I'm not aware of a way to move the panel strips (the labels) to the bottom or left. Also, it's not possible to format the individual panels separately (e.g., turn off the tick marks for just one facet). So if you really need these features, you will probably have to use something other than, or in addition to ggplot. You should really look into GGally, although I've never had much success with it.

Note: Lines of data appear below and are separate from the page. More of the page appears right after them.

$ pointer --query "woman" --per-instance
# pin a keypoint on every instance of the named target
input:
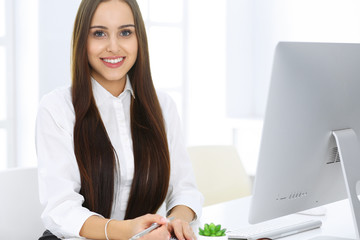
(109, 148)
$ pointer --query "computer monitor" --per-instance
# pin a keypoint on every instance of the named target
(314, 95)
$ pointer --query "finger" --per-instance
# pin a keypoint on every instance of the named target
(154, 218)
(160, 233)
(188, 232)
(178, 229)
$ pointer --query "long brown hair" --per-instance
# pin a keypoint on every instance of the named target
(95, 155)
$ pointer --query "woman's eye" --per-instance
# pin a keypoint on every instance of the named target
(99, 34)
(125, 33)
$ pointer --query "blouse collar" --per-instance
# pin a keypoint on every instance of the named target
(100, 93)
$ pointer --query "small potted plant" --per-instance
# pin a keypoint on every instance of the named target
(212, 232)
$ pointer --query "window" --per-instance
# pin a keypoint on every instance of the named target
(166, 27)
(6, 103)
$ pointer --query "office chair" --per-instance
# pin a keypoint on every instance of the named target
(219, 173)
(20, 208)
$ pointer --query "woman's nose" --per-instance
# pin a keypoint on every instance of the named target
(113, 46)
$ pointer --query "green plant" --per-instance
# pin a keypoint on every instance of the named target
(212, 230)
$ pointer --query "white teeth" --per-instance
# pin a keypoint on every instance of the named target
(112, 61)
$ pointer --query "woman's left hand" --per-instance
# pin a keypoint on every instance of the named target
(181, 229)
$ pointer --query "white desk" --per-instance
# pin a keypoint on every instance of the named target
(234, 215)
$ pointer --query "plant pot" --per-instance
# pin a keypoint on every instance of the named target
(212, 238)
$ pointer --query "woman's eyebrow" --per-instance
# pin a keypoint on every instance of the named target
(120, 27)
(126, 25)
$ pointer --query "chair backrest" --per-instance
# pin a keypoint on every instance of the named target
(219, 173)
(20, 208)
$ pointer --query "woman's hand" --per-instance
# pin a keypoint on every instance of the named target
(160, 233)
(141, 223)
(180, 226)
(181, 229)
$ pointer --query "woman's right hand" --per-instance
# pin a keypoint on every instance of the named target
(141, 223)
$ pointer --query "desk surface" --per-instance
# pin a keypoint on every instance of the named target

As far as leaving some of the panels blank, here is a way.

nC <- 5; nM <- 4
set.seed(1)     # for reproducible example
dat <- data.frame(Control = rep(LETTERS[1:nC], nM), 
                  measure = rep(letters[1:nM], each = nC),
                  value = runif(nC*nM))

scatterplotmatrix <- function(data,...){
  require(ggplot2)
  require(data.table)
  require(plyr)      # for .(...)
  DT <- data.table(data,key="Control")
  gg <- DT[DT,allow.cartesian=T]
  setnames(gg,c("Control","H","x","V","y"))
  fmt <- function(x) format(x,nsmall=1)
  plt <- ggplot(gg, aes(x,y,shape = Control)) + 
    geom_point(subset=.(as.numeric(H)<as.numeric(V)),size=5, colour="#F8766D") + 
    facet_grid(V ~ H) + 
    ylab("") + xlab("") + 
    scale_x_continuous(breaks=c(0,0.5,1), labels=fmt, limits=c(-0.05, 1.05)) + 
    scale_y_continuous(breaks=c(0,0.5,1), labels=fmt, limits=c(-0.05, 1.05))   
  return(plt)
}
scatterplotmatrix(dat)

The main feature of this is the use of subset=.(as.numeric(H)<as.numeric(V)) in the call to geom_point(...). This subsets the dataset so you only get a point layer when the condition is met, e.g. in facets where is.numeric(H)<is.numeric(V). This works because I've left the H and V columns as factors and is.numeric(...) operating on a factor returns the levels, not the names.

The rest is just a more compact (and much faster) way of creating what you called comb.